- I want to help division long sentence into reasonable sizes as sticky notes.
Sentences written in a lighthearted manner
Ah, well, people who are not used to the process of making lots of stickies and doing the KJ method donāt have a good idea of how granular the information should be when they make the stickies in the first place. Thatās where the software needs to help.
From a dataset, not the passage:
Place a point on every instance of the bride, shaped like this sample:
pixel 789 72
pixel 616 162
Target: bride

This is not the proper granularity.
- Divide and conquer by experienced personnel
-
- This is a split and delete only pattern
- With rewriting it looks like this:.
-
v1: interconnected range extraction
- It worked for a while, but not great.
- Instead of using the results after the engagement analysis, we thought it was necessary to devise a process of engagement analysis.
- While trying to implement the co-reference analysis itself, I realized that there is no need for co-reference analysis in the first place.
-
v2: 4-level decomposition algorithm
- consideration
- For āwords that appear at a distance but are connected in terms of their affinities.ā
- Whether they are connected in terms of engagement or not, they can be separated as stickies because they appear at a distance!
- Split by punctuation without length-dependent splitting, just split by punctuation.
- Itās good because I break it up with punctuation and if itās too long, I chop it up even more with conjunctive particles.
- For āwords that appear at a distance but are connected in terms of their affinities.ā
- structure
- Split by punctuation, parentheses, etc.
- If the length is above the threshold, weāll split it with a conjunctive particle.
- If the length exceeds the threshold, weāll split it with a cohesive particle.
- If the length is above the threshold, weāll split it with a case particle.
- I was thinking of doing machine learning based on the surrounding predispositions for where to divide, but when I looked at the predispositions with my eyes, I felt like this was the way to go.
- consideration
-
v3: Algorithm to split recursively from the one with the highest split priority score
- Observe and discuss v2 results
- The problem that ācome outā and āuse itā are split by āteā and made into the original form to form ākuruā and āiruā.
- Same word, different division priority.
- Change the score depending on the situation and split from the largest to the smallest.
- Scores are now adjusted on a rule basis.
- It will eventually fail.
- Human beings cannot reconcile past decisions with consistency.
- Moving to machine learning?
- Iām collecting examples of cases that have not been divided well.
- Observe and discuss v2 results
-
v4: If we were to move to machine learning
- What is the best way to do it?
- 1: Binary classification of āto separate or not to separateā is performed for each word, and the words are divided from the one with the highest āscore to separateā until the length constraint is satisfied.
- Score calculation of the current score-based method becomes a form of machine learning.
- 2: CRFļ¼LSTMļ¼Transfomerļ¼
- If the system is too heavy, even if it is possible, I think it will be troublesome to operate.
- Machine Learning for Long Sticky Note Segmentation
Garbage Cleaning Algorithm
- Not only do they divide, but they also remove unnecessary words.
- E.g., āOh, wellā¦ā
- Currently, theyāre cutting it down to the dictionary base longest match.
Sticky note detail
The default for images was not to auto-upgrade by default, but this has changed since M86. This auto-upgrade does not fall back to HTTP, so images served only via HTTP will not be viewable.
API - Natural Language Processing on Heroku
2021-01-05 - Canāt we do that with Shift-Reduce Algorithm?
- Last time, I took the interconnected range approach of taking the interconnected range and then trimming the words I didnāt want.
- I threw paired reception analysis into CaboChaā¦
- Itās good up to the point where you inscribe it into a phrase, a little shorter, but you can remove the final particle, etc., from that phrase and make it a sticky note.
- Another way to describe what we want to do is.
- Sentences are a little too short for a phrase, so Iād like to combine as much as is acceptable.
- I want to make a decision by looking at the length of the string of concatenated items.
- There are so many words and phrases that donāt need to be included in the deliverables that I want to ignore.
- The Simple Way
- If the area enclosed in parentheses is short enough, it is adopted.
- Sequence of words that commonly appear in multiple lines (apply RAKE)
- This is useful, but not enough
yure Ability to automatically inscribe long-form content on stickies
This page is auto-translated from /nishio/é·ęć®ä»ē®ćøć®åå²ęÆę“ using DeepL. If you looks something interesting but the auto-translated English is not good enough to understand it, feel free to let me know at @nishio_en. Iām very happy to spread my thought to non-Japanese readers.